Damat beylerin, Bilal oğlanların yıllardır devlet kaynakları ile baktığı beslediği tarikatlar ( vakıflar) ve kendileri sokağa sürülmeye başladı.

Şeriat sesleri yükselmeye devam ediyor…

Fatih Altaylı gibi sert açıklama yapan muhalifler ya gözaltına alınıyor, ya ifadeye çağrılıyor ya tutuklanıyor.

Tarikatları rahatsız edecek dizi film bile tepki alıyor tarikatlar emir veriyor ceza yiyor…

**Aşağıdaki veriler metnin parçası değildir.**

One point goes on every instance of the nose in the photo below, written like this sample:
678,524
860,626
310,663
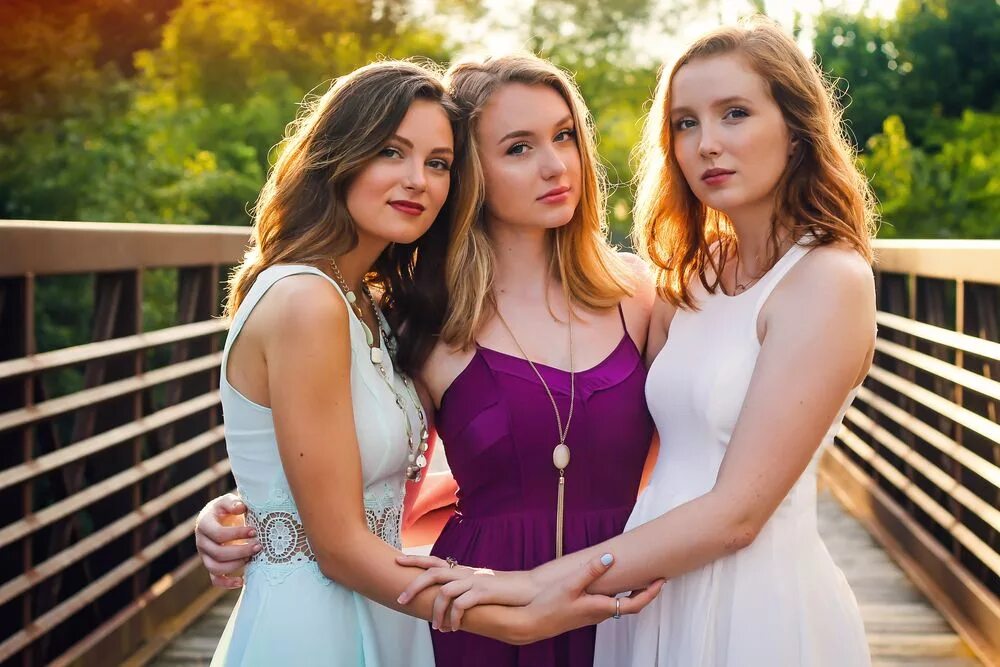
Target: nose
708,143
415,179
552,163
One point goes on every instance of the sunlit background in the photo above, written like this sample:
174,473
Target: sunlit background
168,110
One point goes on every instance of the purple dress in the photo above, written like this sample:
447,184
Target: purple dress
499,430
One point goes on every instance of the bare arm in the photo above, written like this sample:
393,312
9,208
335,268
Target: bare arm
815,347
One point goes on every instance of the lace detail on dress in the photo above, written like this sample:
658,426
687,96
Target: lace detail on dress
284,546
384,513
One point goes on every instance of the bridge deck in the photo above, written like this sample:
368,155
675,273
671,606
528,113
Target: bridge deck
903,628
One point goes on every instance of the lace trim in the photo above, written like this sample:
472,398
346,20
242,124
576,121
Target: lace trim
285,547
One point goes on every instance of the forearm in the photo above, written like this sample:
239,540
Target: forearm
685,538
365,564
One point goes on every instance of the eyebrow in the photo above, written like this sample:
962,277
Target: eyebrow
409,144
725,101
568,118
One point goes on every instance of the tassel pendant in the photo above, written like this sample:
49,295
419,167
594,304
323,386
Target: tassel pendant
559,512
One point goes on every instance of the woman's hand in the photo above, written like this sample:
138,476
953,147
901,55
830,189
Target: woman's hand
553,600
224,541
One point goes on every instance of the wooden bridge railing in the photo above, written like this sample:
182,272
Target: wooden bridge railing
918,459
108,445
110,442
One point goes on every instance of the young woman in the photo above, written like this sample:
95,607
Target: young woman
538,377
758,222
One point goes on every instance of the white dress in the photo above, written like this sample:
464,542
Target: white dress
781,602
288,612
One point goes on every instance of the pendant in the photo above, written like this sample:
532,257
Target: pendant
560,456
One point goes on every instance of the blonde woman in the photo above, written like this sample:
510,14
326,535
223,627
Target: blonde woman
537,378
758,223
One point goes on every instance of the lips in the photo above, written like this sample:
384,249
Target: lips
555,195
407,207
716,175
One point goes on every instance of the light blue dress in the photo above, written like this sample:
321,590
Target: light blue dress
289,614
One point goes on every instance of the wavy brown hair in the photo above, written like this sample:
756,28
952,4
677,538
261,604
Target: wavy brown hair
821,191
590,270
301,215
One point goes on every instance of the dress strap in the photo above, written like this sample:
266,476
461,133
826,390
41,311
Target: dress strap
265,280
621,315
777,272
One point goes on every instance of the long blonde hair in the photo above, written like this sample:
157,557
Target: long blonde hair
821,191
590,270
301,215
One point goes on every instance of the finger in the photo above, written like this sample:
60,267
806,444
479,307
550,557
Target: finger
226,552
222,569
425,562
463,602
595,568
427,578
638,601
228,504
442,603
222,581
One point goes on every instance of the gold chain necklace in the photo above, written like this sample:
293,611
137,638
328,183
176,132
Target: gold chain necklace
560,454
416,450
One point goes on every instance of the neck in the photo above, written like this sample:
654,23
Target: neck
522,259
358,261
752,225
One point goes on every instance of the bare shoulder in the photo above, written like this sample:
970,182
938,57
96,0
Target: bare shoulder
643,282
301,307
443,365
835,269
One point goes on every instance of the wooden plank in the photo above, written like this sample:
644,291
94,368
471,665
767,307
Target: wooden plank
939,478
940,515
50,248
942,406
969,260
106,348
19,529
963,600
98,539
942,369
985,469
105,392
109,438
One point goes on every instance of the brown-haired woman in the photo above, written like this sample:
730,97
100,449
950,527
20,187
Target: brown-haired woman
540,346
754,215
323,428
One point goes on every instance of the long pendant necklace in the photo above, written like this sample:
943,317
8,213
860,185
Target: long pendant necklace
416,449
560,454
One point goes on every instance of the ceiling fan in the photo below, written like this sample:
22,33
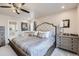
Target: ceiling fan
16,8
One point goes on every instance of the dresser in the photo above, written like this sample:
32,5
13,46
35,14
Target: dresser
68,42
2,36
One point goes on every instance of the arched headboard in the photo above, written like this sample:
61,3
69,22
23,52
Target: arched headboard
45,26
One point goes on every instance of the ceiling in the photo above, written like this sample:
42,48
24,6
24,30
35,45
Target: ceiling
39,9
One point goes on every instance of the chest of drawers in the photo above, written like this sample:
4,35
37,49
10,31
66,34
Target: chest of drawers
70,43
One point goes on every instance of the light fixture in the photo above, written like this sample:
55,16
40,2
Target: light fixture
62,7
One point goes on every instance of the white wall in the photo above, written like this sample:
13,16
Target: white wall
78,19
58,17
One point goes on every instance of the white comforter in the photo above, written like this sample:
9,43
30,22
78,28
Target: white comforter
34,46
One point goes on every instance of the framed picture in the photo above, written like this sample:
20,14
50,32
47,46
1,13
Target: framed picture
24,26
66,23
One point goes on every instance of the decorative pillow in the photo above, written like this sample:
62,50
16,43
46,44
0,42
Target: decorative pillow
35,33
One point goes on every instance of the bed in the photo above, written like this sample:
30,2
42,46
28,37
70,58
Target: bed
7,51
35,45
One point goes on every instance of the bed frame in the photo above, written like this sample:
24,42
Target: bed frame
20,52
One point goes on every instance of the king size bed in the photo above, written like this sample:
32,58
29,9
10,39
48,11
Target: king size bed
36,43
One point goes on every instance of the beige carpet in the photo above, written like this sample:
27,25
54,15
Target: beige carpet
60,52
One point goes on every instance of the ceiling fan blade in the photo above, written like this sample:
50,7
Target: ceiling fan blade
5,6
24,10
17,12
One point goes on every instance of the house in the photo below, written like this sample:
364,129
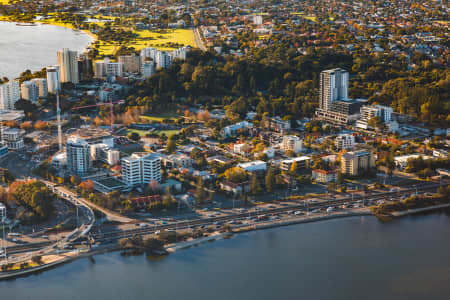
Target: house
231,130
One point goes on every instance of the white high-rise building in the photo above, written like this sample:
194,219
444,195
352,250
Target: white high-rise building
257,19
163,60
78,155
68,66
9,94
41,83
180,53
53,80
149,52
29,91
141,168
344,141
333,86
148,69
107,68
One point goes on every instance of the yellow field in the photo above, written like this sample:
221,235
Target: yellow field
157,39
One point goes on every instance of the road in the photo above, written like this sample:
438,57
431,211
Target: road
304,206
64,192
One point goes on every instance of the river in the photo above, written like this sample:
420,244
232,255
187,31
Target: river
34,47
354,258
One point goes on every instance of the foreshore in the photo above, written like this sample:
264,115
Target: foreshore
220,235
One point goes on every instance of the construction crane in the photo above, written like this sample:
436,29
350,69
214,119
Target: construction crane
111,105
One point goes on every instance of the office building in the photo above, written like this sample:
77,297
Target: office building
141,168
29,91
344,141
9,94
53,79
78,155
131,63
357,162
107,68
292,143
68,66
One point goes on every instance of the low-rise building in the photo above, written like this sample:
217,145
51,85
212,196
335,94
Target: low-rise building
278,125
253,166
324,176
292,143
177,161
231,130
13,138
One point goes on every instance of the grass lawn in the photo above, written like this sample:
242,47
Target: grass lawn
160,117
142,133
153,38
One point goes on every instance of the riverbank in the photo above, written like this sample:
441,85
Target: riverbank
171,248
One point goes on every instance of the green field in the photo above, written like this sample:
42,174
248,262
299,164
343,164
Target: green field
156,39
142,133
160,117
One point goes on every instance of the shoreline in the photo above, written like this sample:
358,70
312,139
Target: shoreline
216,236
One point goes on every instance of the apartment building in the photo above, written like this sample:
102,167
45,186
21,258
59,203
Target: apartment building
356,163
131,63
9,94
344,141
68,66
141,168
29,91
107,68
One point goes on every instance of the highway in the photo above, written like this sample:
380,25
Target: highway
253,212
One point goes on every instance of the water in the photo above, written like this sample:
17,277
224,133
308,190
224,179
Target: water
356,258
34,47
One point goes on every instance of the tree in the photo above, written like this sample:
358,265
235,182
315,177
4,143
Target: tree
255,186
270,180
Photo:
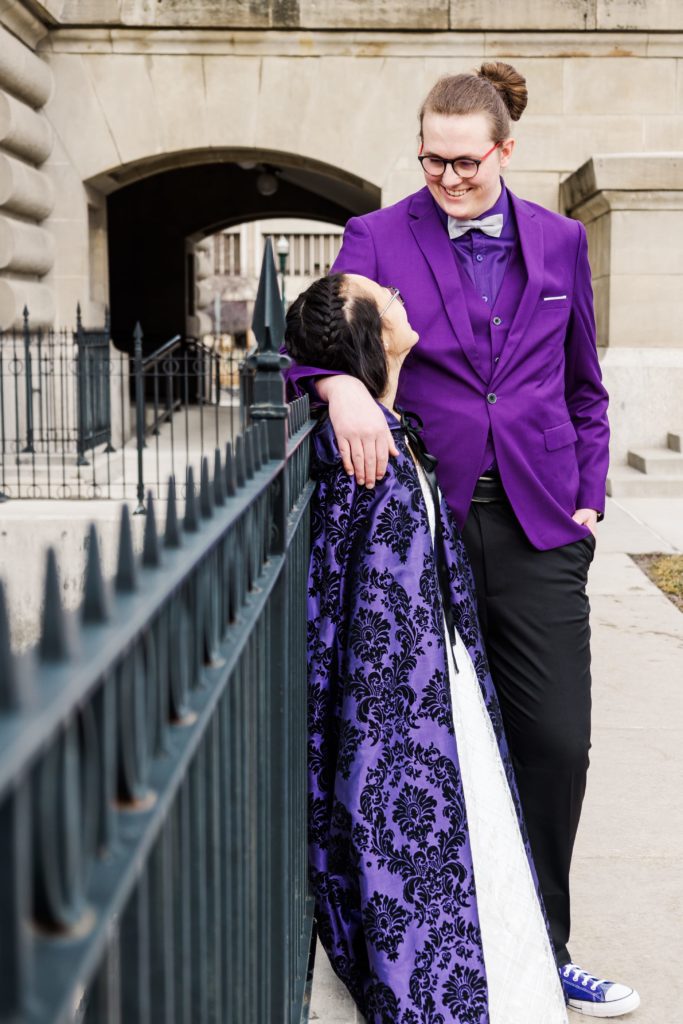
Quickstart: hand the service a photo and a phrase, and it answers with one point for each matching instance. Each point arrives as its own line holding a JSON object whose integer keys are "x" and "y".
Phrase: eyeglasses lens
{"x": 436, "y": 167}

Erdoğan’ın amacı Türkiye Tipi Temeli sözde İslam olan çakma bir şeriat yönetim şekli.

Anayasa değişmez maddeleri değişmesi ile yeni bir devlet resmen kurulur bende ölene kadar sarayda kalırım çalışması…

O yüzden ses çıkartanı muhalefet edeni alırız korku bölümüne geldik…

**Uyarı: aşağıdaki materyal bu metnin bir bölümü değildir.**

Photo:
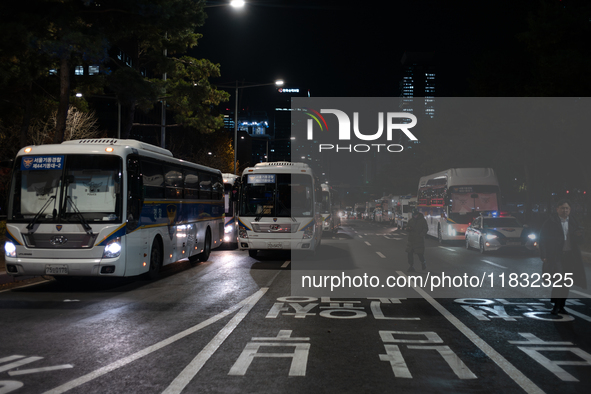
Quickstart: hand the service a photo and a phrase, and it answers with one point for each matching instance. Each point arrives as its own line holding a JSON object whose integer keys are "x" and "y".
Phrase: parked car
{"x": 494, "y": 232}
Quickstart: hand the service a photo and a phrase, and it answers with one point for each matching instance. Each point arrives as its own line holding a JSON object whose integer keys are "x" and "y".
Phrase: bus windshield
{"x": 325, "y": 202}
{"x": 277, "y": 195}
{"x": 66, "y": 188}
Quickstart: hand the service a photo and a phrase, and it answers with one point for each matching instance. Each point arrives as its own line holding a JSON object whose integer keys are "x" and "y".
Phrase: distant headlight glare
{"x": 9, "y": 249}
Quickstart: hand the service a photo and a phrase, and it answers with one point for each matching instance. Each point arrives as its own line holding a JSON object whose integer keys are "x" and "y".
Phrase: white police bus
{"x": 107, "y": 207}
{"x": 279, "y": 208}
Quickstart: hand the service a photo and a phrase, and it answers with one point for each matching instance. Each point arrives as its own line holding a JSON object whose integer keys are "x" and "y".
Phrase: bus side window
{"x": 191, "y": 185}
{"x": 134, "y": 193}
{"x": 218, "y": 187}
{"x": 204, "y": 186}
{"x": 173, "y": 179}
{"x": 153, "y": 179}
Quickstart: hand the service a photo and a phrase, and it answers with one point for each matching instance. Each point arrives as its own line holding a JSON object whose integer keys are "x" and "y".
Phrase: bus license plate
{"x": 56, "y": 270}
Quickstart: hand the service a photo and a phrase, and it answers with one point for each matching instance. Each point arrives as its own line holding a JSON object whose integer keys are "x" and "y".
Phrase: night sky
{"x": 352, "y": 48}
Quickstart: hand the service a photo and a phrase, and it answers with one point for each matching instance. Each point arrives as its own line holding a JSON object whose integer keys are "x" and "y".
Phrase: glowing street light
{"x": 278, "y": 82}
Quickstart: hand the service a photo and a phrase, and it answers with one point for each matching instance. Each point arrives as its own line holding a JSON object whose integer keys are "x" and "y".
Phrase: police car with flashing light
{"x": 494, "y": 231}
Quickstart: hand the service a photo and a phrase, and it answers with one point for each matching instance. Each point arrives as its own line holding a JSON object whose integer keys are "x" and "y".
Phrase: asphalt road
{"x": 233, "y": 325}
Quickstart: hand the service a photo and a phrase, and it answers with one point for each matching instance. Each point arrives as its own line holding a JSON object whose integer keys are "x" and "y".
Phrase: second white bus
{"x": 279, "y": 208}
{"x": 451, "y": 199}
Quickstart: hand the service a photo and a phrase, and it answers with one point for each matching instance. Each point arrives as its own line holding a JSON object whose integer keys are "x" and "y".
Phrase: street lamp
{"x": 276, "y": 83}
{"x": 277, "y": 139}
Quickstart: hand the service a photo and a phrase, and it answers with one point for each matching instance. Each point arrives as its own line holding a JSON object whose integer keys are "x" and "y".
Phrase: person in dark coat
{"x": 560, "y": 237}
{"x": 417, "y": 228}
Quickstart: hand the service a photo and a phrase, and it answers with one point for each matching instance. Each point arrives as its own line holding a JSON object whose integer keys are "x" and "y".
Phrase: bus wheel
{"x": 439, "y": 235}
{"x": 204, "y": 256}
{"x": 155, "y": 260}
{"x": 482, "y": 250}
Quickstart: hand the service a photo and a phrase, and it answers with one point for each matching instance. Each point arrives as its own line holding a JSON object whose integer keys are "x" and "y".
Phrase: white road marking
{"x": 22, "y": 287}
{"x": 491, "y": 263}
{"x": 580, "y": 315}
{"x": 36, "y": 370}
{"x": 185, "y": 377}
{"x": 581, "y": 293}
{"x": 19, "y": 363}
{"x": 129, "y": 359}
{"x": 518, "y": 377}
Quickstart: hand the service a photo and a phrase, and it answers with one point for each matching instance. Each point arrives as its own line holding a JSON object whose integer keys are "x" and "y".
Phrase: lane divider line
{"x": 151, "y": 349}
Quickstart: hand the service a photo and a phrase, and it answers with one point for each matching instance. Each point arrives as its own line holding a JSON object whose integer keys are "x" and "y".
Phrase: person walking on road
{"x": 417, "y": 228}
{"x": 560, "y": 237}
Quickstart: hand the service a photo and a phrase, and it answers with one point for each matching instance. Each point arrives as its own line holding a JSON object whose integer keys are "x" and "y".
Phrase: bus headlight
{"x": 9, "y": 249}
{"x": 242, "y": 232}
{"x": 112, "y": 249}
{"x": 309, "y": 232}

Artık uyanmayanları uyandırma birlik beraberlik zamanıdır.

Mart 2024 Hilafetin Kaldırılması Yüzüncü yıldönümüne kadar yavaş yavaş dozunu arttırarak Şeriat istiyoruz hilafet geri gelsin söylemleri sokaklara dökülecek…

Sokağa çıkarttıklarına polisleri dokunmazken Atatürk, Cumhuriyet diyenler gözaltına alınarak baskı altında tutulacak.

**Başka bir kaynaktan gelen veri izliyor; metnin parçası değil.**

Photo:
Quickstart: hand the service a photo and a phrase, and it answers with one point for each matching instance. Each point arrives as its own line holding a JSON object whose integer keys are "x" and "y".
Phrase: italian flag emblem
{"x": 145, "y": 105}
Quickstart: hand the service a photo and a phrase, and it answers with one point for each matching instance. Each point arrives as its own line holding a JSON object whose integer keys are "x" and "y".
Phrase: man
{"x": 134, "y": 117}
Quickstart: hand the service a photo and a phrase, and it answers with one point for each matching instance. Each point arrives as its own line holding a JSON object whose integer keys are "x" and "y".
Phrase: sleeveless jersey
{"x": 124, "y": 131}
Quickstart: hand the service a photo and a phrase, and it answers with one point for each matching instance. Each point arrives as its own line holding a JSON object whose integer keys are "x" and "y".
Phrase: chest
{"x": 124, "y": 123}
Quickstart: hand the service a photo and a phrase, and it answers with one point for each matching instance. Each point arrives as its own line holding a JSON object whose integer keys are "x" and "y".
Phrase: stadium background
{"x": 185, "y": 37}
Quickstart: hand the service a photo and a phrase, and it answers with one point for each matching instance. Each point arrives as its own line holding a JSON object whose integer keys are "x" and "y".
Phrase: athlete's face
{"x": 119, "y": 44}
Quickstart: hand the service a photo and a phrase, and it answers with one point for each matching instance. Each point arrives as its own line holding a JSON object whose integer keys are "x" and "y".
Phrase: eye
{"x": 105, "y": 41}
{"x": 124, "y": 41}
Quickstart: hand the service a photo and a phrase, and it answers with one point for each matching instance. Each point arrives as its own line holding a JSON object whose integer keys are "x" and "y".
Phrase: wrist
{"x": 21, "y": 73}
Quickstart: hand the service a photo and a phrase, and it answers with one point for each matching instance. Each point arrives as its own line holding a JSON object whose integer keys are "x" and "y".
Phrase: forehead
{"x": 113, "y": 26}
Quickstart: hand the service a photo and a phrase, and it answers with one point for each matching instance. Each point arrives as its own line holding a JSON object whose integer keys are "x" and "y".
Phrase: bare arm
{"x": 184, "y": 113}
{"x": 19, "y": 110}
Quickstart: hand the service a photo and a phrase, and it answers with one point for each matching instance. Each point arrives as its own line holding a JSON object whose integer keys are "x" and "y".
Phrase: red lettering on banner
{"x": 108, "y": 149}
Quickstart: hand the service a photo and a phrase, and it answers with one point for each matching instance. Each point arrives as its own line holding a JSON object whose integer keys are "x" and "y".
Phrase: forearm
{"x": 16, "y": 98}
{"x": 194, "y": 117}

Sonra meclis kararı çıkartamaz ise çakma bir referendum ile Türkiye İslam Cumhuriyeti yüklenecek…

Muhalefet çoktan bitmiş iş halka ve vereceği tepkiye düşüyor…

21 sene ne istediyse aldı şimdi son aşamaya geldi…

Karda donmak üzeresin, uyumak tatlı geliyor ama sen öldüğünün farkında değilsin!

Acı gerçek budur…
Uyan Türkiye uyan…
#cokusdonemi

ATATÜRKÇÜ TÜRK SANATÇILAR GİRİŞİMİ / TURKISHFORUIM- ABDULLAH TÜRER YENER


Yazıları posta kutunda oku


“Son perde 1 Ocak 2024 ile açıldı.” için 2 yanıt

  1. Ahmet N. Taspinar avatarı
    Ahmet N. Taspinar

    Degerli yoldasim Naci Bey,
    Yazdiklarini endiseyle okuyorum, ama bu endiseyi duymak ve duyurtmak lazim. Ne var ki koyun surusu okuma ozurlu oldugu kadar inanma ozurludur de, kendisi gibi dusunen ve konusana inanir, baskasinin sozu onlara sivri sinek saz gelir.

    Koyun surusunun uyanip herekete gecmesi icin iki sey gerekir; karni doymayacak ve/veya kizi kisragi duzulecek. Izmire cikan Yunanlilar Turk kadinlarina tecavuz etmeselerdi, istiklal savasini Ataturk ve arkadaslari kendi canlarini feda ederek yapmak zorunda kalirlardi. Maalesef vucudun aksami dagitilirken islam alemine belden asagi kisim nasip olmus, yukaridaki bas ve orta kisimlar baskalari tarafindan kapilmis.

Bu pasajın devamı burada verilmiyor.